Patients consecutively starting hybrid closed-loop system (MiniMed-670G) were evaluated in a prospective longitudinal design (baseline, 3-months, 6-months). HbA1c, time in range (TIR) 70-180mg/dl, time >180mg/dl, >250mg/dl, <70mg/dl and <54mg/dl in 2-week downloads were recorded. Glycaemic variability measures were calculated. Adolescents and adults completed a set of questionnaires (Gold and Clarke scores, Hypoglycemia Fear Survey [HFS], Diabetes Quality of Life [DQoL], Diabetes Treatment Satisfaction [DTS], Diabetes Distress Scale [DDS], Pittsburgh Sleep Quality Index [PSQI]).
58 patients were included, age: 28±15 years (7-63), <18 years-old: 38% (n=22), 59% (n=34) females, diabetes duration: 15±9 years, previous treatment: sensor-augmented pump with predictive low glucose suspend (SAP-PLGS): 60% (n=35) (median time: 3.2 years [1.7-3.7]), pump+SMBG: 19% (n=11), MDI+SMBG: 12% (n=7), MDI+CGM: 9% (n=5).

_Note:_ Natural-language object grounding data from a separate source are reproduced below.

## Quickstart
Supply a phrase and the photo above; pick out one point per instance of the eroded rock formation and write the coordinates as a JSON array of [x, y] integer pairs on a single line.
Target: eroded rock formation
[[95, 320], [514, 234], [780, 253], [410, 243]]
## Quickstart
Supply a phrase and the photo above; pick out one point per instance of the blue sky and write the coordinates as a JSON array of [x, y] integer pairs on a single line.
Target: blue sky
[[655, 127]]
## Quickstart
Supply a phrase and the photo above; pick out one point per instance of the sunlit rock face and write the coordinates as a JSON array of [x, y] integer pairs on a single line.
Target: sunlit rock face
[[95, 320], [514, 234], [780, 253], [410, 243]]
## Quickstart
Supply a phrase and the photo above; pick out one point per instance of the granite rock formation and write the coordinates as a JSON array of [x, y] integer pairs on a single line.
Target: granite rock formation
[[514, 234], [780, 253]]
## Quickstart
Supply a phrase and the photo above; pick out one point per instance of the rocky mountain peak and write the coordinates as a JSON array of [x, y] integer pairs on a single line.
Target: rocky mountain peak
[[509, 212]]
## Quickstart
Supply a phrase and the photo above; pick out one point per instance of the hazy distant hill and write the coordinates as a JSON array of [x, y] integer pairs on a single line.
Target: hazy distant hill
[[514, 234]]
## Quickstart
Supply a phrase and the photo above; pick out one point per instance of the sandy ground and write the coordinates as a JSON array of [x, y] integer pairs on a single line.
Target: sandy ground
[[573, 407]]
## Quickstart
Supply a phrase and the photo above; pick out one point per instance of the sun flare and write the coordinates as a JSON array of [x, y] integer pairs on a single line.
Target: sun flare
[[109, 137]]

At 3 months, number of auto-mode exits: 4±2/patient-week (0.6±0.3/patient-day), time in auto-mode: 85±17%, alarms: 8.5±3.7/day. Improvement in TIR was not different in children compared to adults, previous pump or CGM users compared to non-users. Baseline HbA1c and baseline TIR were predictors of improvement in TIR. In patients with baseline high hypoglycaemia risk (n=29), time in hypoglycaemia range was significantly reduced. At 6 months (n=21), HbA1c and TIR 70-180 mg/dl improved compared to baseline (HbA1c: 6.9±0.4% vs 7.3±0.7%, p=0.003, TIR: 73±8% vs 64±11%, p<0.001). Discontinuation rate was 3% (n=2).
Real-world use of hybrid closed-loop systems improves glycaemic control, reduces glycaemic variability and ameliorates diabetes burden in children and adults with type 1 diabetes.